In making these accusations, sir, I have two goals.  First, I hope to make as many Americans as possible aware of your lamentable judicial voting record and the inhumane philosophy underlying it.  Second, I hope, I pray, that somehow I can assist in transforming you into a  friend of liberty.  Right-wing justice, you must understand, is not justice.

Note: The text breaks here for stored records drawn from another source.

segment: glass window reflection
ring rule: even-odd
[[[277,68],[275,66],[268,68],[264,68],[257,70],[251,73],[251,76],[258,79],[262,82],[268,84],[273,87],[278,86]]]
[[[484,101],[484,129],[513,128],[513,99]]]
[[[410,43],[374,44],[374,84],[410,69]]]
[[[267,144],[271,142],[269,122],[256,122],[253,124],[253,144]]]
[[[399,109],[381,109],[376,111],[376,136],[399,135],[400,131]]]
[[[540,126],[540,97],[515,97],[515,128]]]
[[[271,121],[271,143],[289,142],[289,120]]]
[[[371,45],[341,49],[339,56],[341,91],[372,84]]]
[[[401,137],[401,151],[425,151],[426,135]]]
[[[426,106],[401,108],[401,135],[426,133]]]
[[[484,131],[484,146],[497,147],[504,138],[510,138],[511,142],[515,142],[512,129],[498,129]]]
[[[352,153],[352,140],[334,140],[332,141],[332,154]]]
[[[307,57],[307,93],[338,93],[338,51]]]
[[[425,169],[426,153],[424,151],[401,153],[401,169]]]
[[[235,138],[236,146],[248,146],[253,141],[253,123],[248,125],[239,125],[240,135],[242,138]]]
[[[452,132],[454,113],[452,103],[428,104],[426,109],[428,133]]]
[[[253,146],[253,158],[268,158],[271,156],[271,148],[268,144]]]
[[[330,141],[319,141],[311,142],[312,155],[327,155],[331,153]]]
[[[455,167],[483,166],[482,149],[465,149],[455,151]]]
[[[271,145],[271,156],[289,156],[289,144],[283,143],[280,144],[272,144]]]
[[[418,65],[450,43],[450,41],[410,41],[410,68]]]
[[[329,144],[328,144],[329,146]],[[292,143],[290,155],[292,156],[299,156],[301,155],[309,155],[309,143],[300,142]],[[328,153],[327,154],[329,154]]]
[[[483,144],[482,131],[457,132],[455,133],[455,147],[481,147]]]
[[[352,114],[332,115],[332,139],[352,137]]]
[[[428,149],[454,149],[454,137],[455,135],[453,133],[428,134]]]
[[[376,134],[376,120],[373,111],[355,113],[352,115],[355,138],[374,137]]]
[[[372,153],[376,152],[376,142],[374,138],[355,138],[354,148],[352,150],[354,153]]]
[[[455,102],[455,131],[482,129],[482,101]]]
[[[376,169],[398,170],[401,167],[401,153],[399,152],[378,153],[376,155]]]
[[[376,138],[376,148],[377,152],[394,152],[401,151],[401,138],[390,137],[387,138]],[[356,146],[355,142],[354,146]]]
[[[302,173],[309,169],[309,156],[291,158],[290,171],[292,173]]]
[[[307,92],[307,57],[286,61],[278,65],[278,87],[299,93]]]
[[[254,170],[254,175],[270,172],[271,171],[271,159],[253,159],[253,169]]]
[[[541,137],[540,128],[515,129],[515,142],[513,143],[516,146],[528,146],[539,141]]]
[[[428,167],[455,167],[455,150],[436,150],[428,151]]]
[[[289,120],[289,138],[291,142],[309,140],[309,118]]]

Sir, I beseech you to change direction and follow the path of the beloved Justice Thurgood Marshall.  Stop exalting state power; cease attempting to reverse the historical trend of judicially expanding human rights; and jettison the social darwinism that makes you coldly indifferent to the plight of minorities, the economically disadvantaged, and the politically weak when their basic rights are trampled upon.

Please, sir, leave the right-wing darkness and emerge into the liberal daylight.  The cause of liberty, justice, rights, and freedom beckons you.  Shake off your anti-humanitarian attitudes, sir, so that posterity will bless not curse you, and so that among future generations your name will be revered rather than infamous!